- The Washington Times - Friday, October 28, 2005

The president of the Orleans Levee Board has resigned rather than answer questions about why he awarded no-bid contracts to family members after Hurricane Katrina and gave himself a $100,000 bonus.

Jim Huey, who submitted his resignation late Wednesday to Gov. Kathleen Babineaux Blanco, said he welcomes an investigation into his actions, which he deemed necessary and appropriate.

Weeks before Katrina struck, Mr. Huey took out $100,000 from the board’s budget for “back pay,” however, neither the president or levee board members receive salaries.

Days after Katrina hit New Orleans, Mr. Huey signed a six-month lease for a 3,000-square-foot office owned by George Carmouche — the board’s legal consultant and a cousin of Mr. Huey’s wife — for $30,000. Mr. Huey said that the board needed the working space after its office on the shore of Lake Pontchartrain was destroyed and that state officials refused to provide a new office.

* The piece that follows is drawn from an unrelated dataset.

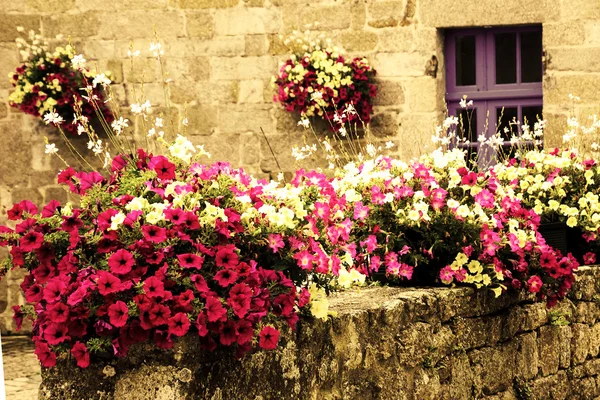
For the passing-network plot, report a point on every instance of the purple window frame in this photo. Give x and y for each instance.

A second contract, to salvage boats at the two marinas owned by the levee board, was awarded to Mr. Carmouche’s son, Scott. The contract was for emergency work Mr. Huey said was needed because of insurance concerns.

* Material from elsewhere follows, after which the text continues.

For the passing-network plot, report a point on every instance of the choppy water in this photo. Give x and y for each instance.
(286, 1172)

Mr. Huey blamed press accounts of the contracts and his “back pay” as the reason for his resignation, saying the story had become “a sideshow” for the levee district when it needed to focus on rebuilding its levees and airport.

“Every single decision made during this crisis situation was made in the best interest of the levee district, and that will be proven in time,” Mr. Huey said.

Some state officials speculated that Mrs. Blanco had demanded the resignation, but the governor’s spokesman said Mr. Huey “offered his resignation and the governor accepted it.”

A levee board spokesman did not return a call for comment, and Mr. Huey, who has declined to return calls regarding the contracts and payment, could not be reached yesterday.

Mr. Huey was to explain his actions to the board during its monthly meeting today and on the agenda had included votes to spend $43,000 to lease 20 apartments for levee employees and $20,000 to rent apartment furniture.

Levee board member Dan Foley told the New Orleans Times-Picayune that he was “bewildered and deeply disturbed by what’s happened” and that such contracts were authorized without board approval.

The governor’s office and the legislative auditor have been asked to investigate the contracts.

“It’s a step in the right direction,” said Vincent Bruno, Mr. Huey’s former chief of staff who was fired five years ago for exposing contract irregularities. “He does not have the authority to do” contracts.

Mr. Bruno said he is “obviously pleased” in the change of leadership but is doubtful that it signals spending reforms.

“This is just damage control right now, the heat’s getting on them,” he said.

This article is based in part on wire service reports.